Art photography is similar in that it started out in black and white due to technical limitations—well before the dawn of color film.
Even though the majority of photography is done automatically on digital cameras, black and white photography lives on, remaining a very powerful technique.
Colour photography is the strongest when trying to accurately reproduce a scene because it captures the full spectrum of color present.
Black and white photography shy’s away from accurate reproduction, focusing on other visual effects such as tone, texture, and shape.
The difficulty is deciding which one takes precedence in a photo—color vs. black and white—and how you capture it.
Shoot in Colour
Shooting in color allows you to capture the light in three different channels: red, blue, and green.
When it comes to processing the images, manipulating these colors in different ways allows you to create different effects: boosting the red filter has the effect of a darker, more dramatic sky; the blue filter increases the atmospheric haze, and the green filter darkens skin tones.
These are just a few things that change.

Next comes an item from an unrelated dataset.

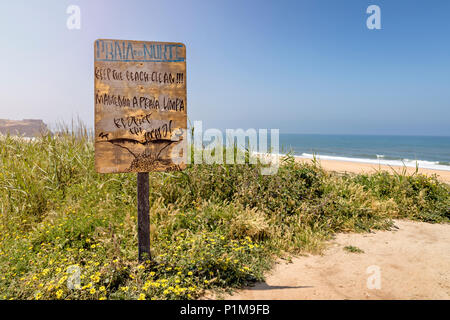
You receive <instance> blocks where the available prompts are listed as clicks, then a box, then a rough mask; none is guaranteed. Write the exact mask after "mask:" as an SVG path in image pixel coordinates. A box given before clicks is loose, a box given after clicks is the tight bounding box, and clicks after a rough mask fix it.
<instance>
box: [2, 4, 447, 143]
mask: <svg viewBox="0 0 450 320" xmlns="http://www.w3.org/2000/svg"><path fill="white" fill-rule="evenodd" d="M71 4H74V5H78V6H79V7H80V9H81V29H80V30H68V29H67V28H66V20H67V18H68V16H69V15H68V14H66V9H67V7H68V6H69V5H71ZM371 4H375V5H378V6H380V8H381V25H382V29H381V30H369V29H367V27H366V19H367V17H368V16H369V15H368V14H366V8H367V7H368V6H369V5H371ZM449 12H450V1H446V0H442V1H438V0H435V1H424V0H421V1H418V0H411V1H406V0H395V1H392V0H391V1H380V0H371V1H365V0H346V1H333V0H329V1H325V0H322V1H320V0H314V1H313V0H311V1H248V0H246V1H242V0H241V1H224V0H223V1H214V0H211V1H187V0H184V1H178V0H171V1H144V0H142V1H138V0H135V1H133V0H129V1H114V0H69V1H65V0H45V1H44V0H41V1H23V0H15V1H2V2H1V4H0V15H1V17H0V18H1V19H0V35H1V39H2V48H1V50H0V57H1V59H0V68H1V70H2V73H3V76H2V77H0V78H1V80H0V81H1V82H0V88H1V89H0V90H1V99H2V107H1V108H0V118H10V119H22V118H41V119H44V121H46V122H48V123H55V122H56V121H66V122H68V121H70V120H71V119H72V118H73V117H77V116H79V117H80V118H81V119H82V120H83V121H84V122H86V123H87V124H88V125H89V126H92V125H93V118H94V103H93V102H94V99H93V91H94V89H93V86H94V81H93V42H94V40H95V39H97V38H114V39H130V40H131V39H133V40H148V41H152V40H154V41H177V42H183V43H185V44H186V46H187V68H188V83H187V85H188V117H189V119H190V120H191V121H195V120H203V121H204V127H215V128H220V129H224V128H279V129H280V130H281V132H282V133H322V134H334V133H336V134H400V135H403V134H404V135H450V41H449V35H450V18H449Z"/></svg>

I recommend learning by doing; have a play around with some of your own photos.
ISO No Longer Matters
A high ISO produces a lot of grain in an image which looks especially bad in the brown area of color photos.
Black and white, however, is reminiscent of old film photography which was quite grainy, so it fits in better. A high ISO also adds the texture that your photo is lacking—something black and white does very well.
The composition is more important in black and white because the difference between shades and tones is greater accentuated; you may need to frame your shot to best capture this.
This usually means composing the photos differently to how you would in color. The photo of the stairs below is not composed in my usual style but this composition showed the changes in tone and shades well in black and white.
Black and white take its emphasis from the color in a photo, shifting it to details; texture plays a big part here.
Any image with strong textures but the weak color is best seen in black and white; the differences in the greyscale is much more noticeable.
Have a look at the contrast in texture between the night sky, the sweeping waves and the jagged stones below. Black to white is much more noticeable than blue to green.
When you adjust the contrast of a photo, the dark areas become darker and the light areas become lighter. This is particularly important in black and white as the difference is much more noticeable.
I find post-processing in black and white more fun as, in color, I usually try to accurately reproduce the scene but in black and white, that doesn’t really matter.
Have a look at the photo below. It was shot in color with the blue channel boosted and the contrast, black point, and brightness all turned up. Combined, these make for a much stronger image.
Photos with very small changes in color should be shot in black and white, as in the photo below.
Believe it or not, the photo below is actually a color photo; the nature of the lighting that evening makes it appear darker—black and white.
Photos like this, with such small differences in color, should be in black and white to help force the emphasis onto the shape, form, and texture of the photo.